Des migrants et réfugiés devant l'office de la santé et des affaires sociales à Berlin, le 30 septembre 2015
Des migrants et réfugiés devant l'office de la santé et des affaires sociales à Berlin, le 30 septembre 2015 - Kay Nietfeld DPA

La police berlinoise a indiqué mercredi que la mort prétendue d’un demandeur d’asile syrien, annoncée par une association d’aide aux réfugiés qui l’avait attribuée aux piètres conditions d’accueil des migrants dans la capitale, avait été inventée de toutes pièces.

Le bénévole à l’origine de cette allégation « a avoué lors de son audition avoir intenté l’histoire de toutes pièces », a dit à l’AFP dans la soirée un porte-parole de la police, sans pouvoir expliquer ses motivations.

Indignation

Auparavant, un porte-parole du service municipal chargé de l’accueil des réfugiés avait déjà émis de sérieux doutes sur la véracité des faits rapportés par ce bénévole.

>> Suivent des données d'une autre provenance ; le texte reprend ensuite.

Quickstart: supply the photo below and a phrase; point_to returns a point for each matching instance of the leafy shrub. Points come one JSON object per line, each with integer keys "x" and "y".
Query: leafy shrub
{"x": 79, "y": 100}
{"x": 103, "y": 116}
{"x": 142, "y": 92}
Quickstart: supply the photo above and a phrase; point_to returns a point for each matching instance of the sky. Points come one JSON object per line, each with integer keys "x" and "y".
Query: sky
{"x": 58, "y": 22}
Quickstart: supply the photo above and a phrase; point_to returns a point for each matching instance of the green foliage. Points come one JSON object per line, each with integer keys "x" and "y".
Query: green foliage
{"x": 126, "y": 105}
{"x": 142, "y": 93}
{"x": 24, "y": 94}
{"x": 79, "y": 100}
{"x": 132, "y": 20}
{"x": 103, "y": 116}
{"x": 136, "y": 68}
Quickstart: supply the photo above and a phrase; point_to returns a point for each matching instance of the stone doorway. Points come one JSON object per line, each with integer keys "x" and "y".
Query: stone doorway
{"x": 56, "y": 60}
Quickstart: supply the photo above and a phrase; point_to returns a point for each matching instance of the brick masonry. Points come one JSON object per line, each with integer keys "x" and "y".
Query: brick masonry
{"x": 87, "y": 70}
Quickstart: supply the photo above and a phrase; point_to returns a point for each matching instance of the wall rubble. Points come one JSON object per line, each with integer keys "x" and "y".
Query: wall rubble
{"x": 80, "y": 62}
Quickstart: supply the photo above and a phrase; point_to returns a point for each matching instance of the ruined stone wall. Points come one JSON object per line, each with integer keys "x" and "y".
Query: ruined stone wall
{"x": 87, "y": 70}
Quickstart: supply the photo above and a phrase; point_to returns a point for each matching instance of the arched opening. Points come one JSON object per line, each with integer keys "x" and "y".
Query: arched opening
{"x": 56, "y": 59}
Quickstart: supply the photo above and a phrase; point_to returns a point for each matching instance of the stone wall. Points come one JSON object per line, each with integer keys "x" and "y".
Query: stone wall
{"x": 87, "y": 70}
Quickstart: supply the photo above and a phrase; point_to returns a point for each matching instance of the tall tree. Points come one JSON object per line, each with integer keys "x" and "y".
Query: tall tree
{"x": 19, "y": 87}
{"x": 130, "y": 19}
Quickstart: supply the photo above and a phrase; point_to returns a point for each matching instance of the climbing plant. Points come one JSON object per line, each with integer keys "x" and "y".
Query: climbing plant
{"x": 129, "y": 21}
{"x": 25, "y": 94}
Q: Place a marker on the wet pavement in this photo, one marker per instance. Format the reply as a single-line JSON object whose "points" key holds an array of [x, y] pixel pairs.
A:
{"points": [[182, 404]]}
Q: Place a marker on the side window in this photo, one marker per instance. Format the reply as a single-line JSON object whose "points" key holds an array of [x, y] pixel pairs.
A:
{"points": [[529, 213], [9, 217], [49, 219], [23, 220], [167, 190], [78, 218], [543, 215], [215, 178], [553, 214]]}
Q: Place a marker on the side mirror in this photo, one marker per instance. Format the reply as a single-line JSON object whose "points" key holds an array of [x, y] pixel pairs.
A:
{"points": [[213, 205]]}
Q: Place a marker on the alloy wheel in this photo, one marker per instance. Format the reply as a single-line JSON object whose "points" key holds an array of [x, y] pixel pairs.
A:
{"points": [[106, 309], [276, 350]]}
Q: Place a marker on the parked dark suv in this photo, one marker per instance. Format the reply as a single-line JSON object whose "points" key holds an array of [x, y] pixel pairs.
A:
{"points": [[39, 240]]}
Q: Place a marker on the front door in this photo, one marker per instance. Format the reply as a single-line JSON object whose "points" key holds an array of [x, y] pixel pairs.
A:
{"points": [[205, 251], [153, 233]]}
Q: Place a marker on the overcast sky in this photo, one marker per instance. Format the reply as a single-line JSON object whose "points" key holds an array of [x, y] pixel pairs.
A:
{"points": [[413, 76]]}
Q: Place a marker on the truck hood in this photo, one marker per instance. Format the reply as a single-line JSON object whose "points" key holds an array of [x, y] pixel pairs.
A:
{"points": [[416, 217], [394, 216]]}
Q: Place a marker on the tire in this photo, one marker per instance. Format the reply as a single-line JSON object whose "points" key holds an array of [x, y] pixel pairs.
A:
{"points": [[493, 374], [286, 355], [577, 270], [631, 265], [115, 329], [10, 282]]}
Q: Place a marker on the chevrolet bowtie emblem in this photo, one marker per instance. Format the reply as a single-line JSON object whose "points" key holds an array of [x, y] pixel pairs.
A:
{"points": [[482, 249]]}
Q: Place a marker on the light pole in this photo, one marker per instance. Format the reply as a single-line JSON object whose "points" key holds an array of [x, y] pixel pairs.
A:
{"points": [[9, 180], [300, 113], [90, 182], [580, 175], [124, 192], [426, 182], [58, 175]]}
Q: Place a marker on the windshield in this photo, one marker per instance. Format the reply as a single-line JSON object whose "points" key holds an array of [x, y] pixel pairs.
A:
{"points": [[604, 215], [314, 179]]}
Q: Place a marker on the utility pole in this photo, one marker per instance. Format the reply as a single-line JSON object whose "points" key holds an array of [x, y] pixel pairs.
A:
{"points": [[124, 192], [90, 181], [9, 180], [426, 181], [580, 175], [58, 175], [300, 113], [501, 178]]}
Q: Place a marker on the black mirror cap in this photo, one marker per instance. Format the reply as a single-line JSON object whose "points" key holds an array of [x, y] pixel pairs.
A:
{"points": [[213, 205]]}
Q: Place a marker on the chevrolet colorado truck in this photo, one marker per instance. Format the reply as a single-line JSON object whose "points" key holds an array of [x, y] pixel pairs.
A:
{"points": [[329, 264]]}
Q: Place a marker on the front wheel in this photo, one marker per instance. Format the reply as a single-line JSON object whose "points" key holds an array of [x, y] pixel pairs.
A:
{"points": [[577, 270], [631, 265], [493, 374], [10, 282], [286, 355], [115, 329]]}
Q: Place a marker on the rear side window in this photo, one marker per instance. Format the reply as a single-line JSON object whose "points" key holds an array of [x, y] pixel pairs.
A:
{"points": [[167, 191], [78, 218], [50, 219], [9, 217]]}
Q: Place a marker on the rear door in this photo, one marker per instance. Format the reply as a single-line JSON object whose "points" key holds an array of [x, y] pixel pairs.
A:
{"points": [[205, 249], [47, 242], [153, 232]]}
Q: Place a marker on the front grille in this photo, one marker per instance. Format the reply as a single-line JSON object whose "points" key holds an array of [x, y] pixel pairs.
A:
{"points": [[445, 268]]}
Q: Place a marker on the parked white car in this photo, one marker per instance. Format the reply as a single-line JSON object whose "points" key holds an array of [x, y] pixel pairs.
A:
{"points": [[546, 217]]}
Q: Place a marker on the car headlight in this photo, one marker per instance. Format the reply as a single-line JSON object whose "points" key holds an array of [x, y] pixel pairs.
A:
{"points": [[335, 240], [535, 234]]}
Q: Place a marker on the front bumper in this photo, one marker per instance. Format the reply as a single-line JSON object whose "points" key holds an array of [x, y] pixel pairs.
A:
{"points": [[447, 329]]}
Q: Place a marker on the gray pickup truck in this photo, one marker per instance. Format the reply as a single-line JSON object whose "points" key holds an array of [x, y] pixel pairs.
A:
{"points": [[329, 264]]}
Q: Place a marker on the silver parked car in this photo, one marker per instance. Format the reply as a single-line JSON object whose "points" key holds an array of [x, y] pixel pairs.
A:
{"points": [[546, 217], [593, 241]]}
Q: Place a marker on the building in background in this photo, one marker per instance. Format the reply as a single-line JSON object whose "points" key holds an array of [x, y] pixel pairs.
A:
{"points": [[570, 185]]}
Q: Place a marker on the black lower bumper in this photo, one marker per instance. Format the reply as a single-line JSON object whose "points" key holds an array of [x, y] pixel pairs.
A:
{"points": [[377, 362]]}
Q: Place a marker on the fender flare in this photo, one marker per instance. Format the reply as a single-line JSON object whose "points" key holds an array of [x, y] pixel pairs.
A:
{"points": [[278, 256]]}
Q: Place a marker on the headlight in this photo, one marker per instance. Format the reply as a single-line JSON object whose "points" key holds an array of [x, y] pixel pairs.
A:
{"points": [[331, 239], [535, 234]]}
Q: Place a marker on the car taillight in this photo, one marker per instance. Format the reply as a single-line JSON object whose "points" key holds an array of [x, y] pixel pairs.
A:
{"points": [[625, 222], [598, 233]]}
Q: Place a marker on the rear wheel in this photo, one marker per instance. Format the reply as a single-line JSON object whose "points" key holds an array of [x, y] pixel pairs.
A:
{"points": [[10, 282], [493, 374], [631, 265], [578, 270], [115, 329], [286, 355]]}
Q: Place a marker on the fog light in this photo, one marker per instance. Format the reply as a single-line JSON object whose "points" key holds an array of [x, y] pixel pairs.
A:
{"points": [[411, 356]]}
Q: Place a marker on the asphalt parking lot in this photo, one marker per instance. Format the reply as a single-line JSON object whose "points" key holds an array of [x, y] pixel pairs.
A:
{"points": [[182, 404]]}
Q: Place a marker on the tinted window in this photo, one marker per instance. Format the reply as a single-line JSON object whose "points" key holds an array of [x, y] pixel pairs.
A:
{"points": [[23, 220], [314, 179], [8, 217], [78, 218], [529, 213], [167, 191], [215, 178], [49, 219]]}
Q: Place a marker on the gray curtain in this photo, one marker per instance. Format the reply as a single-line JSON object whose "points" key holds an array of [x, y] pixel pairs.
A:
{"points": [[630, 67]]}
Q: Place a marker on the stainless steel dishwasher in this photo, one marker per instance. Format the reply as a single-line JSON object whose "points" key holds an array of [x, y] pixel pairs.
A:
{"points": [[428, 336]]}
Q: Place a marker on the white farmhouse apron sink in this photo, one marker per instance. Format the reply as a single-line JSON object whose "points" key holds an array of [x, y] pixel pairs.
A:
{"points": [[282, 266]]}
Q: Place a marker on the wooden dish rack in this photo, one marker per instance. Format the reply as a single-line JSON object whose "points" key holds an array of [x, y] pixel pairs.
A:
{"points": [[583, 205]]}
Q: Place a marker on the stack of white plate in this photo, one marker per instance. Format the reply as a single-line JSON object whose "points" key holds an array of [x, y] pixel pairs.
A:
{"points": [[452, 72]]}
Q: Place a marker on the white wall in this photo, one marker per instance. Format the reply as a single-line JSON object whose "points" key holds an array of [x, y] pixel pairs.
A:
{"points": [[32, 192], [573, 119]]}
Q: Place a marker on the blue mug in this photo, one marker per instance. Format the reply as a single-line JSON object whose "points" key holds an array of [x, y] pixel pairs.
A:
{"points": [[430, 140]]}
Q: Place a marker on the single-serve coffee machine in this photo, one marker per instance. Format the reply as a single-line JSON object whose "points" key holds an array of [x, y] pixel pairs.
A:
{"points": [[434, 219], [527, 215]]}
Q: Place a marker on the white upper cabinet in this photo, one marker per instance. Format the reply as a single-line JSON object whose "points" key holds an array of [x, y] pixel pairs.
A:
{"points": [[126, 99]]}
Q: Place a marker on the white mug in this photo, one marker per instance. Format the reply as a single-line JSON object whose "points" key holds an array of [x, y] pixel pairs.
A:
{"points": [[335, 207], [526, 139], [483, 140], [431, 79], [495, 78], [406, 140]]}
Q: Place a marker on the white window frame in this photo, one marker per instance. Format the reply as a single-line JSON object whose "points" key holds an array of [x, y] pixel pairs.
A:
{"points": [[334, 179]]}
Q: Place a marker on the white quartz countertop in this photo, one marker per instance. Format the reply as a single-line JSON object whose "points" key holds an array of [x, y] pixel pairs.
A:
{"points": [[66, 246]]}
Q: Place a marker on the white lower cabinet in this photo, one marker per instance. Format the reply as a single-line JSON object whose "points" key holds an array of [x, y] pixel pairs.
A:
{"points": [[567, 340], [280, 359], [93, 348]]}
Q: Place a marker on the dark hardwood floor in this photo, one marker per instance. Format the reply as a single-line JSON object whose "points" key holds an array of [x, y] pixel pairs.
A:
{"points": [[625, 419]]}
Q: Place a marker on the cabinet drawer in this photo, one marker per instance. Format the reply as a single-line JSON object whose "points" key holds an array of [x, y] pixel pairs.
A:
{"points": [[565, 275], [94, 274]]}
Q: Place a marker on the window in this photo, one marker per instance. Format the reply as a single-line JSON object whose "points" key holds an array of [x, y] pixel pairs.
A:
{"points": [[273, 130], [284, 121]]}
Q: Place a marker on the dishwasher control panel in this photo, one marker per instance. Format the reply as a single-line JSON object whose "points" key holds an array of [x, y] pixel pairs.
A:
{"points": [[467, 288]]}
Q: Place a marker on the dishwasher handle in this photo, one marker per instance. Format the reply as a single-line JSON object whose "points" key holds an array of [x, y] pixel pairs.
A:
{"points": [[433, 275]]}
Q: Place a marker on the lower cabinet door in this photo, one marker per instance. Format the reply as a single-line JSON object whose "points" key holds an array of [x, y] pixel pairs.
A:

L’association d’aide aux candidats à l’asile « Moabit hilft ! » (« Moabit aide ! ») avait annoncé, sur la foi du témoignage de ce bénévole, qu’un Syrien de 24 ans était décédé d’un arrêt cardiaque dans un véhicule de secours dans la nuit de mardi à mercredi.

Il avait été contraint de patienter plusieurs jours dans le froid et la neige devant l’administration chargée de l’enregistrement des migrants (Lageso) à Berlin, avait affirmé à l’AFP Diana Henniges, porte-parole de l’association. L’annonce, relayée par tous les médias allemands, avait immédiatement suscité l’indignation.

Berlin montré du doigt

La ville de Berlin est montrée du doigt depuis des mois pour sa gestion calamiteuse de l’afflux de réfugiés, marquée notamment par de longues files d’attente dans un invraisemblable chaos et ce quelles que soient les conditions météorologiques.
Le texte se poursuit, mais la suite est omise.